He jabbed at the naked chest before him, hooked with a left, cut upward with a right.

To his credit, Maycock recovered himself and raised his fists to protect himself. He danced about on his feet—and he danced away out of range. Vincent’s free punches were at an end.

But of course, it was not really a fair fight. Vincent was experienced in the dark. He was experienced at using his ears and at using that sixth sense that told him when someone or something was close. Mostly it was sound—the slap of bare feet on the floor, breathing that became more labored. And, as often as not, a voice that protested or taunted, especially when Maycock landed a punch, which he did more than once, though nothing to really hurt. Nothing on the face. Vincent talked too. It was only fair.

“The trouble with you, Maycock,” he said, “is that you are a man of surfaces. You see beauty and believe a person to be beautiful. You see plainness and believe a person to be dull and lacking in all the finer sensibilities. You would see an oyster and not even suspect that a priceless pearl was within.”

Maycock was just ahead of him. He verified the fact with a series of fast left jabs, which the man countered in such a way as to leave his chin exposed to a swinging right. He went down like a log.

“Sheer luck,” he said, scrambling to his feet. “I just wish I could have you in Jackson’s Boxing Saloon for one minute on my terms, Darleigh. We would soon see who is the superior fighter.”

“And Gentleman Jackson and all your friends and acquaintances would applaud your superior talents,” Vincent said, knocking him down again.

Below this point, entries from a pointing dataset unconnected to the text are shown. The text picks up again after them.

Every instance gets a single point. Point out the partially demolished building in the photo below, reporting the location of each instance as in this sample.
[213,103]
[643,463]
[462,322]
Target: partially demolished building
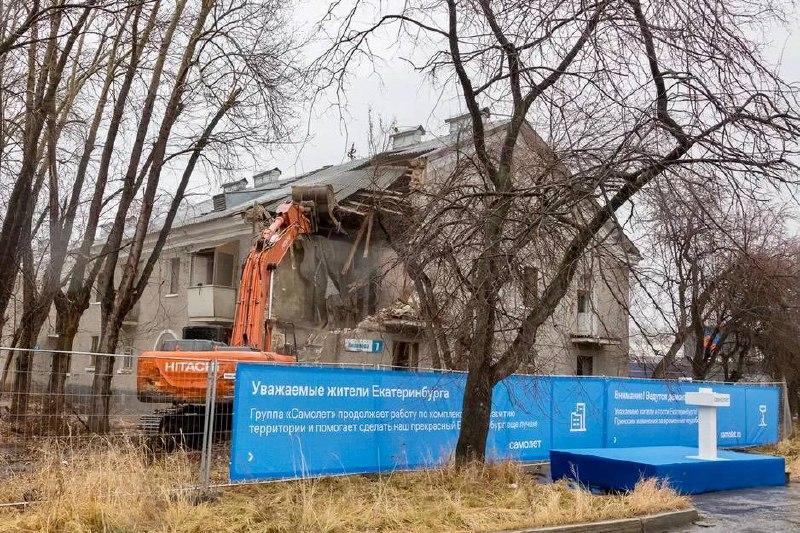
[341,295]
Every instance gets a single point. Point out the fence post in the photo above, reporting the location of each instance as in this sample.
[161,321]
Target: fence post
[208,424]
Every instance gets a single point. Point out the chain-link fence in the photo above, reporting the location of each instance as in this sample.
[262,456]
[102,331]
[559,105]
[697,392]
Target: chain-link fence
[173,404]
[85,402]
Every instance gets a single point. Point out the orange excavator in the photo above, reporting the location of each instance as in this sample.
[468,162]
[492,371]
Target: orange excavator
[177,372]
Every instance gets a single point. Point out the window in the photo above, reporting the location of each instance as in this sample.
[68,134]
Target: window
[211,267]
[530,286]
[203,268]
[585,365]
[174,275]
[223,269]
[127,360]
[583,301]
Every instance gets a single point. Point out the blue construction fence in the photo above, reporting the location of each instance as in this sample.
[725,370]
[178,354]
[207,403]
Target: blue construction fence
[299,421]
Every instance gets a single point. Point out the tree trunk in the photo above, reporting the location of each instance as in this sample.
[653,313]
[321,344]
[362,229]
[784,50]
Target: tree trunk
[475,416]
[103,375]
[55,402]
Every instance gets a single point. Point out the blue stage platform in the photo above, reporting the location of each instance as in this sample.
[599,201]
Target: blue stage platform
[621,468]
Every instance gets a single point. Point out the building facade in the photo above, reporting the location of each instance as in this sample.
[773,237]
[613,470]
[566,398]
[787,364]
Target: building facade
[342,296]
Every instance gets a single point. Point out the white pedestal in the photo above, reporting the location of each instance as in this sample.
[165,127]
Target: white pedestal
[707,402]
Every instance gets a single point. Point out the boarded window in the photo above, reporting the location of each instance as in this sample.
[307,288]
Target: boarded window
[174,275]
[583,301]
[203,268]
[223,269]
[585,366]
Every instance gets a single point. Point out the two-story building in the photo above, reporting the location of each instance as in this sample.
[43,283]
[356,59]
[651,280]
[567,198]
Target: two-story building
[341,296]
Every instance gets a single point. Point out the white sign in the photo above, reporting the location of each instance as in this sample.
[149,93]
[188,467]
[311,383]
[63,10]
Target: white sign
[577,418]
[707,402]
[363,345]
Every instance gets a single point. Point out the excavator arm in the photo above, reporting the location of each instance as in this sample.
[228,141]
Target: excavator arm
[253,320]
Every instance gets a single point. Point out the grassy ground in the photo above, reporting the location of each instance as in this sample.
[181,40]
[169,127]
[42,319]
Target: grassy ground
[790,449]
[116,490]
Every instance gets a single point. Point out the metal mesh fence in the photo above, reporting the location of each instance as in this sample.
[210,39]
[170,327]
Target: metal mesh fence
[80,402]
[178,404]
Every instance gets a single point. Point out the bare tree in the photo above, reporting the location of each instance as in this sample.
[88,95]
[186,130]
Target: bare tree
[235,59]
[46,36]
[622,92]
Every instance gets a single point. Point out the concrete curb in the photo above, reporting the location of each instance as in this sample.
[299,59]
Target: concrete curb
[641,524]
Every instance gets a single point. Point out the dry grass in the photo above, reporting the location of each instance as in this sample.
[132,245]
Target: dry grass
[790,449]
[121,491]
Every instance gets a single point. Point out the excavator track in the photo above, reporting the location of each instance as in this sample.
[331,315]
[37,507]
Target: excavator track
[182,426]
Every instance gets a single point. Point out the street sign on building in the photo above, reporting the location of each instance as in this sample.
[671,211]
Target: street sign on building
[363,345]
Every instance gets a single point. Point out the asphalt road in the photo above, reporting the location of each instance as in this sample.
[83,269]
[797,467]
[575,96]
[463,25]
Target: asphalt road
[770,509]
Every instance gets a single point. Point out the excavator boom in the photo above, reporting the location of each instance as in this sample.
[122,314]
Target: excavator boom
[253,322]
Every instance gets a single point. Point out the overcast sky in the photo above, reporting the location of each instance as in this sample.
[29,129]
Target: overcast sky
[396,92]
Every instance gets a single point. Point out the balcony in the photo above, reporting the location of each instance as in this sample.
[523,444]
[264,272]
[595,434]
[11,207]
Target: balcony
[132,318]
[588,331]
[211,303]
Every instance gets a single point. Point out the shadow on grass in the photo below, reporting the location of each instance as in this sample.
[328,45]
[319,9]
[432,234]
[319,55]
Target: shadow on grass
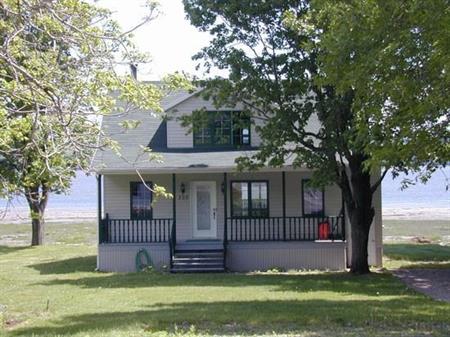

It was hard to judge exactly where his chin was and where his face. Vincent had tried to avoid the face. There was a family to be confronted above stairs. There was a public reception and ball in two days’ time. But he thought that this time he had connected with Maycock’s nose.

Maycock got up again. At least he was no coward.

Vincent took a hard punch to the jaw, reeled for a moment, and danced back out of reach.

“You saw a lonely young girl, who was uncared for by her guardian,” he said, “and you saw ugliness even though she worshiped you. I cannot even see the grown woman, but I do see all the beauty that is within her, and it dazzles my mind’s eye.”

“Perhaps it is cruel to be truthful,” Maycock said irritably. “If you think it matters, Darleigh, I will apologize to her. I have already told her that she is no longer ugly.”

The man just did not understand, did he? He was probably incapable of understanding. Vincent knocked him down again and he bobbed up within a second or two.

“I have seen her pain as well as her beauty,” Vincent said. “The pain of believing herself to be ugly and unlovable.”

“If you had eyes, Darleigh,” Maycock said, “you would realize—”

Vincent knocked him down with a blow intended to keep him down.

It did.

There was silence except for the sound of his own heavy breathing.

“Maycock?”

There was merely a dull groan.

“A lamp, sir?” Martin asked.

“Yes, light one, please, Martin.”

“He is not quite unconscious,” Martin reported a few moments later.

Maycock groaned again.

“Here, let me help you up,” Martin said. “Sit on the stairs here. I can sympathize. I have tried it with him, without any success. I used to knock him down as often as he knocked me down when we were lads, but that was when he could see. He is more deadly now.”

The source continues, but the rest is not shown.